Un cuento Chino: Relata la convivencia entre Roberto y un inmigrante oriental recién llegado a Buenos Aires en busca de un tío, único familiar que tiene vivo. Hasta este fortuito encuentro, la vida de Roberto se hallaba detenida a causa de un duro revés del destino, atendiendo su ferretería de barrio y atrincherado en la soledad de su hogar. Ganadora del Premio Goya 2012 como mejor película.
Domingo 25 de marzo
Cortos de Luz: Una tarde se encuentran cinco pacientes en la sala de espera de un consultorio, y de repente se corta la luz. Lo que los lleva a entablar una conversación que se inicia con comentarios triviales, volviéndose más intimista a medida que pasa el tiempo. Pero, tan imprevistamente como desapareció, la luz vuelve. Y los cinco pacientes vuelven a la realidad y a la compostura.
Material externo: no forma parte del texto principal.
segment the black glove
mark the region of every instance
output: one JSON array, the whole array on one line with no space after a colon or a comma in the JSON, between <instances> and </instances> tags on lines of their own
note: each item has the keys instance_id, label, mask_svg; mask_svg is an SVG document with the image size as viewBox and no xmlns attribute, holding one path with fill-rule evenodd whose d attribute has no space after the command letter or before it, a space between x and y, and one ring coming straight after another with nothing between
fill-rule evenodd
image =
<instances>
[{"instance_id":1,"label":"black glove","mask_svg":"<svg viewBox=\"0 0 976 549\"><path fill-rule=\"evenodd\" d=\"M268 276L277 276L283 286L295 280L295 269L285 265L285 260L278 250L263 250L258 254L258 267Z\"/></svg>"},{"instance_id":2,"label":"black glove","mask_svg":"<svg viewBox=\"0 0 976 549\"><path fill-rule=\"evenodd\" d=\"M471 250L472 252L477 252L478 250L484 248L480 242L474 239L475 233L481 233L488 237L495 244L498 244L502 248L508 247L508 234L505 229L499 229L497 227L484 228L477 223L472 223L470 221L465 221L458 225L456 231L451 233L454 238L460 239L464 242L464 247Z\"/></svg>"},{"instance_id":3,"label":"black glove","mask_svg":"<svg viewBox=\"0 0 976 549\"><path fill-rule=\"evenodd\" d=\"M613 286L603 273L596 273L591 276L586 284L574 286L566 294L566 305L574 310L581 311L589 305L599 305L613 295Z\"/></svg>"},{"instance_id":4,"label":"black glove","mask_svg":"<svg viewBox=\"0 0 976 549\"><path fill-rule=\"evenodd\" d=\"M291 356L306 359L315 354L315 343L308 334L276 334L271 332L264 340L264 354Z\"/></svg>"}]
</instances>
Dulce de Leche: (Premio Movie City a la mejor película argentina dentro del 26º Festival Internacional de Cine de Mar del Plata) Lo primero que viene a la cabeza es, por supuesto, Melody, el emocionante e indeleble relato de amor preadolescente y prohibido que cuarenta años después se mantiene inoxidable, aunque cambiando las afueras de Londres por una localidad alejada del caos porteño. Luis y Anita se conocen un poco casualmente, y en nada de tiempo su relación crece con la misma naturalidad del dulce de leche casero que comparten directamente de los delicados dedos de ella. El de ellos es un mundo propio casi perfecto, y un romance a prueba de todo, capaz de romper amistades e inspirar las traiciones más bajas; y el melodrama anunciado no se hace esperar. Con inocencia pero sin falsa ingenuidad, con determinación pero sin cinismo, la película de Galperin apuesta al relato de iniciación más clásico, apoyándose en la sensualidad incandescente de ella, y en la perfecta espontaneidad de ambos, que le ponen el cuerpo a las escenas de sexo y a los besos adolescentes mejor, más sensible y más cálidamente filmados del cine local contemporáneo.